Scroll up in the Personalization window and select one of the Aero themes, such as Windows 7. The default theme is Windows 7 Basic, which doesn’t use Aero. Presently, VirtualBox runs on Windows, Linux, Macintosh, and Solaris hosts and supports a large number of guest operating systems including but not limited to Windows (NT 4.0, 2000, XP, Server 2003, Vista, Windows 7, Windows 8, 10), DOS/Windows 3.x, Linux (2.4, 2.6 and 3.x), Solaris and OpenSolaris, OS/2, and OpenBSD. If you want to enable Windows Aero, right-click your virtual machine’s desktop and select Personalize. However, Windows Aero is not enabled by default. Your virtual machine now has 3D support, so you can try playing older 3D games and using other applications that require 3D acceleration. You’ll be prompted to restart your virtual machine after installing the drivers. If you haven’t done this yet, you can adjust your virtual machine’s settings after installing the drivers.Ĭlick Install and VirtualBox will install the guest additions and experimental 3D driver in your virtual machine. VirtualBox warns that you should have at least 128 MB of video memory, which you should have configured above.
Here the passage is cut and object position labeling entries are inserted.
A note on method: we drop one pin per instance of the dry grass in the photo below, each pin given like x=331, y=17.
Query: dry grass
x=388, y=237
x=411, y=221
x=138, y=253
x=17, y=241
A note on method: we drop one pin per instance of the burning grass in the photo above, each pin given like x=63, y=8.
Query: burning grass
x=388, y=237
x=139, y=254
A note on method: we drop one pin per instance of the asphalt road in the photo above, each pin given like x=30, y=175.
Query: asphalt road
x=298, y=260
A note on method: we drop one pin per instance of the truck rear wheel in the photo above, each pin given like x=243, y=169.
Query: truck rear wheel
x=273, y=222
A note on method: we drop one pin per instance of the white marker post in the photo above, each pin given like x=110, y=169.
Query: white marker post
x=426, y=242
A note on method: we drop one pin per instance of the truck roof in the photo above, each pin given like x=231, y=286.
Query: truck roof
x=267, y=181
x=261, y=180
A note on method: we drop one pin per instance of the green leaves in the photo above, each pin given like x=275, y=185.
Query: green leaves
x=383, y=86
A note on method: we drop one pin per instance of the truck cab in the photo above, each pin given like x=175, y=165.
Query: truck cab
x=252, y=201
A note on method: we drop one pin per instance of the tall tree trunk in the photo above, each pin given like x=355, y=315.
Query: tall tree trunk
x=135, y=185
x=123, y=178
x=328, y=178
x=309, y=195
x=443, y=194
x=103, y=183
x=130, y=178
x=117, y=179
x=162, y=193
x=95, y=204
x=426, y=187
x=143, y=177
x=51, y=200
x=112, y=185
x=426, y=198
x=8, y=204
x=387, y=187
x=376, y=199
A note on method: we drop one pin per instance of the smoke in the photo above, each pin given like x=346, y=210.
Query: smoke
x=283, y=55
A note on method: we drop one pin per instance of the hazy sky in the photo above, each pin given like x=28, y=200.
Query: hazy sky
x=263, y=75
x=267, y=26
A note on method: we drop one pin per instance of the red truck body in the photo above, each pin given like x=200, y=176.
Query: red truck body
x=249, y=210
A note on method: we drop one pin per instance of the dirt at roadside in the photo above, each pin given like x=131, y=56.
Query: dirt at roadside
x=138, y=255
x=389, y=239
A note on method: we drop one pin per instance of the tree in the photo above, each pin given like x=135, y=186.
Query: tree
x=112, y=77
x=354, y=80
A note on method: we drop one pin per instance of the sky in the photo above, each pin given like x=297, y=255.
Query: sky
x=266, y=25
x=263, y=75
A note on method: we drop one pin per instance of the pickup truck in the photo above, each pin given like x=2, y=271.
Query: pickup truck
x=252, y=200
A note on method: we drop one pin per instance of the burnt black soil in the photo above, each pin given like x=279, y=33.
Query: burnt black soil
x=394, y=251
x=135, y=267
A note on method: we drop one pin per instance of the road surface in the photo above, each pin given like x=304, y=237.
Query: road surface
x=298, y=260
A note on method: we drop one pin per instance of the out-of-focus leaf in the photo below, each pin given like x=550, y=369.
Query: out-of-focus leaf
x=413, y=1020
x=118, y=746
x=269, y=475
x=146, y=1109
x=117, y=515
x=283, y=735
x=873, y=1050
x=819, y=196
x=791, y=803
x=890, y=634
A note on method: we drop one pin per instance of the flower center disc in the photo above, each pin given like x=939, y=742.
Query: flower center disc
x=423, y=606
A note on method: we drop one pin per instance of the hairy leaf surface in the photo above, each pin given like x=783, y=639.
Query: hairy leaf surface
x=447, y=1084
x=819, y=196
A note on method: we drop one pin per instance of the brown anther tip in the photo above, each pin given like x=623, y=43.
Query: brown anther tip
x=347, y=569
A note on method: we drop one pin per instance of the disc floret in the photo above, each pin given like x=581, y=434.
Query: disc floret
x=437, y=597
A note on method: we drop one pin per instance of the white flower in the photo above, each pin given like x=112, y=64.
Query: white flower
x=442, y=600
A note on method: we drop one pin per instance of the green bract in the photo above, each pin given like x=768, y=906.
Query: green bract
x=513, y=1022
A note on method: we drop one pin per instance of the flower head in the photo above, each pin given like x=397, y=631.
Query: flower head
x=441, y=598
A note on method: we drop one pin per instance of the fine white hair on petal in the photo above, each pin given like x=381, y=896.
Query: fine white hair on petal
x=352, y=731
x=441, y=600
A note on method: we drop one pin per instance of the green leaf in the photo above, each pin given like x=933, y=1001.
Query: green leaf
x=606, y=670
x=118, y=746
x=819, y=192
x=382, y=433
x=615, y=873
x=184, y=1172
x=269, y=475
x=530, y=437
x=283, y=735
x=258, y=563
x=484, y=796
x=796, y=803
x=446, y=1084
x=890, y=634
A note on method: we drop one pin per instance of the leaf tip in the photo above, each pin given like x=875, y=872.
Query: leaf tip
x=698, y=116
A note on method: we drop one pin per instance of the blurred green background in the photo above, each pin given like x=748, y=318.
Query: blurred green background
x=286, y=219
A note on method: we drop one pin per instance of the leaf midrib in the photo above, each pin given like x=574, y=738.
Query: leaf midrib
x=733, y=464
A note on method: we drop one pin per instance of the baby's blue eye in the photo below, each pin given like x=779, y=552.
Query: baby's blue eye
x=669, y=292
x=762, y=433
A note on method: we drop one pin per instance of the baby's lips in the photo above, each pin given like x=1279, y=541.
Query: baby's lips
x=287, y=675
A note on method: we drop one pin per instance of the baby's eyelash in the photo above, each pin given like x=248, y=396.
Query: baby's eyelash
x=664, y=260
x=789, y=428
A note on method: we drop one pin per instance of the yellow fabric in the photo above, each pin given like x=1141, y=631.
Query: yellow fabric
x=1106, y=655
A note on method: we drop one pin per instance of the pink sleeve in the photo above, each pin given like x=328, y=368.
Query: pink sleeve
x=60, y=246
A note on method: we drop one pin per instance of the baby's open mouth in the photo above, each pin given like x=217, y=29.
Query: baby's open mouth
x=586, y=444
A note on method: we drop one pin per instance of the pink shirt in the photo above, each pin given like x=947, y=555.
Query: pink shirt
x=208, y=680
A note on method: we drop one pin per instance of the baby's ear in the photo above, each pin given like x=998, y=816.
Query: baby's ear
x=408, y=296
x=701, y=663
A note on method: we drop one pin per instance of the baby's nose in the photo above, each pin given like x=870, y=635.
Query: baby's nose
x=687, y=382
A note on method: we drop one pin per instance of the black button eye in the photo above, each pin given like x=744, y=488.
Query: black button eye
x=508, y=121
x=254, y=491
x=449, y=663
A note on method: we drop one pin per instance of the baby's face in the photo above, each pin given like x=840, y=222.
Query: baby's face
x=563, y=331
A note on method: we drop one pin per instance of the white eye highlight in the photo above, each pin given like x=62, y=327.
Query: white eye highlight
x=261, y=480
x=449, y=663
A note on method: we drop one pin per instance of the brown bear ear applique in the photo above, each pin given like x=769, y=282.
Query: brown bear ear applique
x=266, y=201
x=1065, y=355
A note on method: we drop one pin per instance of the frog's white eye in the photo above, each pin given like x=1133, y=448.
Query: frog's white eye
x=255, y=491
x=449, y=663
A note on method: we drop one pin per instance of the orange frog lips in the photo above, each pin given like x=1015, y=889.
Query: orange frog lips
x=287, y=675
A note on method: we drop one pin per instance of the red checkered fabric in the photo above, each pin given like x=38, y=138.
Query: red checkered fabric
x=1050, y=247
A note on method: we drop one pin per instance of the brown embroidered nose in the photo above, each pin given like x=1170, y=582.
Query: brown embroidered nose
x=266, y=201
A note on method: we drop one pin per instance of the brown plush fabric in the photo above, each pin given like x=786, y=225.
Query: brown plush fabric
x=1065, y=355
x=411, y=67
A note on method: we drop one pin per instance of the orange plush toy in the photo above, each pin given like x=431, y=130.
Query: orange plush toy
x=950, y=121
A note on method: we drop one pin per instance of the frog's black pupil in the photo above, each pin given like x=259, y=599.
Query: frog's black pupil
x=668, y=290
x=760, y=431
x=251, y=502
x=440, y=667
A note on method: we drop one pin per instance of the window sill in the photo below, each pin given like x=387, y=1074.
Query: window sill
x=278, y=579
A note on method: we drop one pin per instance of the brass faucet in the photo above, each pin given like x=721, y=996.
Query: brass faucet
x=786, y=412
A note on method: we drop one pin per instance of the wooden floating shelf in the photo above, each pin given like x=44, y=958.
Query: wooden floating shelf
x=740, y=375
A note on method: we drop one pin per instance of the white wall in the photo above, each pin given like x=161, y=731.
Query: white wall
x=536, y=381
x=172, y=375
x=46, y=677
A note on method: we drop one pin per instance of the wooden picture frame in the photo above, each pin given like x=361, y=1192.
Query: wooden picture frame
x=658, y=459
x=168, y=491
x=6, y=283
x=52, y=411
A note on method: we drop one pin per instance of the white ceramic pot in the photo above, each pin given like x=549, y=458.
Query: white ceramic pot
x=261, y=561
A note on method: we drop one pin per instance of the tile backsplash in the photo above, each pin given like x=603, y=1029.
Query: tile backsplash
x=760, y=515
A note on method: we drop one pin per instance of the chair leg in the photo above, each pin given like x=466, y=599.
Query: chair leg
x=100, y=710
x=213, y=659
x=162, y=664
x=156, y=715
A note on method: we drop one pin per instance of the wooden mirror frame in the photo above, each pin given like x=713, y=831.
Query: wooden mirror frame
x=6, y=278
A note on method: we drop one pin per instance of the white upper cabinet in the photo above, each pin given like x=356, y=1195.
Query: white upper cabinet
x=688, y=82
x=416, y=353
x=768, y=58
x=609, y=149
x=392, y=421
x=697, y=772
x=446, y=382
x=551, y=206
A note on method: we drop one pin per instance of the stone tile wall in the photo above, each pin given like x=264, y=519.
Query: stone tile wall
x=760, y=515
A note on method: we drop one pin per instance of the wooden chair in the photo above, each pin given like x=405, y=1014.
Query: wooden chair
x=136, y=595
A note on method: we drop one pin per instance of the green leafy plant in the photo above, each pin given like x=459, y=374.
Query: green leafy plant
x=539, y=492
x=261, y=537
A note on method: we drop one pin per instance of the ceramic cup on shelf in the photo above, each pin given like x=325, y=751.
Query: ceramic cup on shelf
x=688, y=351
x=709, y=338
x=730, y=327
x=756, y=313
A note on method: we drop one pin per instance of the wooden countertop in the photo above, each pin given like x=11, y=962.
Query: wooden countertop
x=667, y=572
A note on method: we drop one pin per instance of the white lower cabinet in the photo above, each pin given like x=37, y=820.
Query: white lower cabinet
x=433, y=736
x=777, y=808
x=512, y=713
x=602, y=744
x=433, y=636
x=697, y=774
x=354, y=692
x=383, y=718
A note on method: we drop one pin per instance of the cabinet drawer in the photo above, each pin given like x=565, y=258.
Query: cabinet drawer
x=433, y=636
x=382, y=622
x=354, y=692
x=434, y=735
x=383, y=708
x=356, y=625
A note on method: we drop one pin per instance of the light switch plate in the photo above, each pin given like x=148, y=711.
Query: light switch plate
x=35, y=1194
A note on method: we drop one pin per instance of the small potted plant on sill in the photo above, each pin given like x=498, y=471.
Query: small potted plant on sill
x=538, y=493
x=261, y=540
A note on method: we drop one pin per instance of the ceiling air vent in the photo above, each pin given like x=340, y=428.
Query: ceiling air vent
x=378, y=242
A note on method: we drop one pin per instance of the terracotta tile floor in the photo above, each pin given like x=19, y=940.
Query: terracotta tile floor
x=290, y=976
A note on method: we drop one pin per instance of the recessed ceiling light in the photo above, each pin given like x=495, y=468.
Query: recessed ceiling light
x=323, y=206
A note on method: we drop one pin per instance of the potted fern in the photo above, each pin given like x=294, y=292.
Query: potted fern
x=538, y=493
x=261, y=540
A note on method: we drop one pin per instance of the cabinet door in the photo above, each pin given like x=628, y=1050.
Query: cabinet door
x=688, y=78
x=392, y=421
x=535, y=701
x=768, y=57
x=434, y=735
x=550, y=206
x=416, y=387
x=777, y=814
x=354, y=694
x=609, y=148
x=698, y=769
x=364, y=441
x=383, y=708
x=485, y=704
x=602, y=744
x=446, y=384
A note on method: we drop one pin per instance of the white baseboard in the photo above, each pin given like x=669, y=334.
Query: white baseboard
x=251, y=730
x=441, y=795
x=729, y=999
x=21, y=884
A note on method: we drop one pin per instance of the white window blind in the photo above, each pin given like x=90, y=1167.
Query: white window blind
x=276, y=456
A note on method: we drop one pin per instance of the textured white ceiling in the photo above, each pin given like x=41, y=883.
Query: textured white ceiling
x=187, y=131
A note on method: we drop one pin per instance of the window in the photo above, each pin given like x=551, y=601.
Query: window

However, we haven’t had any issues with the more experimental driver. VirtualBox can be installed on Windows (7, 8, 8.1, 10, Server 2008 R2, Server 2012, Server 2012 R2, Server 2016, Server 2019), Mac OSX (10.12, 10.13, 10.14), Linux 64-bit (Ubuntu, Debian, Oracle Linux, RHEL 6 and 7, Fedora 28 and 29, Gentoo Linux, SUSE Linux Enterprise Server 12 and 15, openSUSE Leap 42.3 and 15.0), and Oracle 64-bit Solaris 11. The basic Direct3D driver doesn’t support Aero, but it’s theoretically more stable. Note that, if you want to install the basic Direct3D driver instead, you’ll need to install it from safe mode – restart your virtual machine, press F8 while it’s booting, select Safe Mode, and install the guest additions from there.